Manual web-to-Excel is fine once. Manual web-to-Excel every Monday is a different problem. The right automation depends on whether the source has a stable HTML table, an API, or neither.
1. Power Query (built into Excel)
If the page has an HTML table or a JSON endpoint, Power Query is the right tool and it's already installed. Data → Get Data → From Web → paste the URL. Power Query inspects the page, lists every table it can find, and lets you preview before loading.
Once loaded, the query lives in the workbook. Right-click → Refresh on the table to re-pull. Schedule the workbook to refresh on open, or wire it to a Power Automate flow for hourly/daily refreshes.
Limits: Power Query doesn't run JavaScript, so single-page apps that render data client-side are invisible to it.
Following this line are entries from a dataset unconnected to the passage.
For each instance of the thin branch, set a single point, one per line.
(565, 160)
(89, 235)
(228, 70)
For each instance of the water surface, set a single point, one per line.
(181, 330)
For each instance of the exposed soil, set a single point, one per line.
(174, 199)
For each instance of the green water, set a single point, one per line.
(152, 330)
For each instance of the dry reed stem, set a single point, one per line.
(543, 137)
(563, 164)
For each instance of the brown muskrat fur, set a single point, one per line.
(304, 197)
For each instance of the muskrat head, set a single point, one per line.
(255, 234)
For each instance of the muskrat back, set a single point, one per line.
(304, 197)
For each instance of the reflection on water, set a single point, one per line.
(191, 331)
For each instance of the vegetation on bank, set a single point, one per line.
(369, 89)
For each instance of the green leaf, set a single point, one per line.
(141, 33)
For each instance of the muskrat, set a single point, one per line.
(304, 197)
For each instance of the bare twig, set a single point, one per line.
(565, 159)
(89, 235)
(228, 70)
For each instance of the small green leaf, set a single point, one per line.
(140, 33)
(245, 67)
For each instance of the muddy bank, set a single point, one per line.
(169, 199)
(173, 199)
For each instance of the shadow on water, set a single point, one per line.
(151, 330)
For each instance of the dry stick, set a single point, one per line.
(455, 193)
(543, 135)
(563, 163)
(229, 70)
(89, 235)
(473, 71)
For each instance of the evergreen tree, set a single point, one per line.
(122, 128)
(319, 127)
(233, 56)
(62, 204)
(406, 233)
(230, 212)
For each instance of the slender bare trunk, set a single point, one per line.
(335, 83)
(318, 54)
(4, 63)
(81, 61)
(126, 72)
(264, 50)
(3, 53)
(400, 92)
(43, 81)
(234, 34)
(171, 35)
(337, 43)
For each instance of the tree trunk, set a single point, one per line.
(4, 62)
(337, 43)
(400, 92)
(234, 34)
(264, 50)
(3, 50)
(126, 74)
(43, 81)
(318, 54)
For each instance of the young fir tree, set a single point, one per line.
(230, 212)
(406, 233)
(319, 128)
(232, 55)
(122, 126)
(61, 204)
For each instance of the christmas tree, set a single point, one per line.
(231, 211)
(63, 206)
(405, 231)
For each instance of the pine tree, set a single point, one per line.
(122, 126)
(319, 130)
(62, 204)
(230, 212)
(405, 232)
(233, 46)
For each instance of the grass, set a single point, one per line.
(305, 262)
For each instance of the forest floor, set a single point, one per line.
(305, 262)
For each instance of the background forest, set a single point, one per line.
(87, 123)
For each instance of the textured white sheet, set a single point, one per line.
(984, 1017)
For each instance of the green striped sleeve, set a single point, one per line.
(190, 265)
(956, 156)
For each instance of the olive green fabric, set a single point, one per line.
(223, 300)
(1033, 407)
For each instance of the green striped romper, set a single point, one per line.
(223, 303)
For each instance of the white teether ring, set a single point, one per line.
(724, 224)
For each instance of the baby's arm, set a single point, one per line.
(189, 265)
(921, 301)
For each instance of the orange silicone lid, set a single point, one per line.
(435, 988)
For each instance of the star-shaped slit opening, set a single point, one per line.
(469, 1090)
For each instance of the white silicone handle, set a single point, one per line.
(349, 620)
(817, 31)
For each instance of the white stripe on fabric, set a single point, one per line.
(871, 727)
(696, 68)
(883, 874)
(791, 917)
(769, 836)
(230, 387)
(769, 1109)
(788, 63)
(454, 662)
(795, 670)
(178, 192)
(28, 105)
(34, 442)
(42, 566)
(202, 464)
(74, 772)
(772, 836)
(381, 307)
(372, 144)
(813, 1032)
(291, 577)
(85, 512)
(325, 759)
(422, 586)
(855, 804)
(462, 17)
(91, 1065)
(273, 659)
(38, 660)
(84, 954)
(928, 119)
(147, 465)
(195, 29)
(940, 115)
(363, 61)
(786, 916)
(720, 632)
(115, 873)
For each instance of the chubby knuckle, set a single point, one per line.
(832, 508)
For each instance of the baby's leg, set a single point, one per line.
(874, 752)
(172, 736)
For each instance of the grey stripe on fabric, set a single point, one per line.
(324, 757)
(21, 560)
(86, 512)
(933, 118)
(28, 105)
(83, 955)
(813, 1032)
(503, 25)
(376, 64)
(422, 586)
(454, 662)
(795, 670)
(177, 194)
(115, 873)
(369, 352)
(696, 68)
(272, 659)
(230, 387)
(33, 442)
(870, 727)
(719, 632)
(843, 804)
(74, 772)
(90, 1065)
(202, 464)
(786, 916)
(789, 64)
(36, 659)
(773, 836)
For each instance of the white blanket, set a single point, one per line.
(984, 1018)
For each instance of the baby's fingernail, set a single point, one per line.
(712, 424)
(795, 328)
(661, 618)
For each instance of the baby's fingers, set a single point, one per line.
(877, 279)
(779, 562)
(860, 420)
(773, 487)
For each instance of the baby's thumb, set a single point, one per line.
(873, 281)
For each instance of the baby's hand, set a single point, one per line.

It also doesn't authenticate beyond basic and OAuth — sites that require complex login flows won't work.
2. Make, Zapier, or n8n + Google Sheets / Excel
For sites that don't play nice with Power Query, the common pattern is: a scraping service (Apify, ScrapingBee, Browserless) feeds rows into Make/Zapier, which writes them to a Google Sheet or Excel Online. Total monthly cost is usually $20–$60 depending on volume.
This works well for ecommerce price tracking, job board monitoring, and listing aggregation — anything where a structured page changes regularly and you need updates in a sheet.
3. AI-based extraction on a schedule
The newer pattern: a scheduled job hits the page, screenshots it (or grabs the rendered HTML), runs it through a multimodal extraction API, and appends rows to a sheet. Wins when the page layout changes frequently or you want to extract from many pages with slightly different structures.
ExtractFox's website extractor handles this manually today; for full automation, hit the API on a Vercel cron or GitHub Action and write to Excel via the Microsoft Graph API. A few dozen lines of code.
Choosing
- Stable HTML table → Power Query. Free, no extra services.
- Dynamic JS-heavy site, recurring schedule → Apify + Make → Google Sheets.
- Variable layouts, multiple sources → AI extraction on a cron.
What to watch for
Whatever route you pick: respect robots.txt, throttle requests, and check the site's terms of service. Automated scraping at scale draws attention even when the site doesn't block you on day one.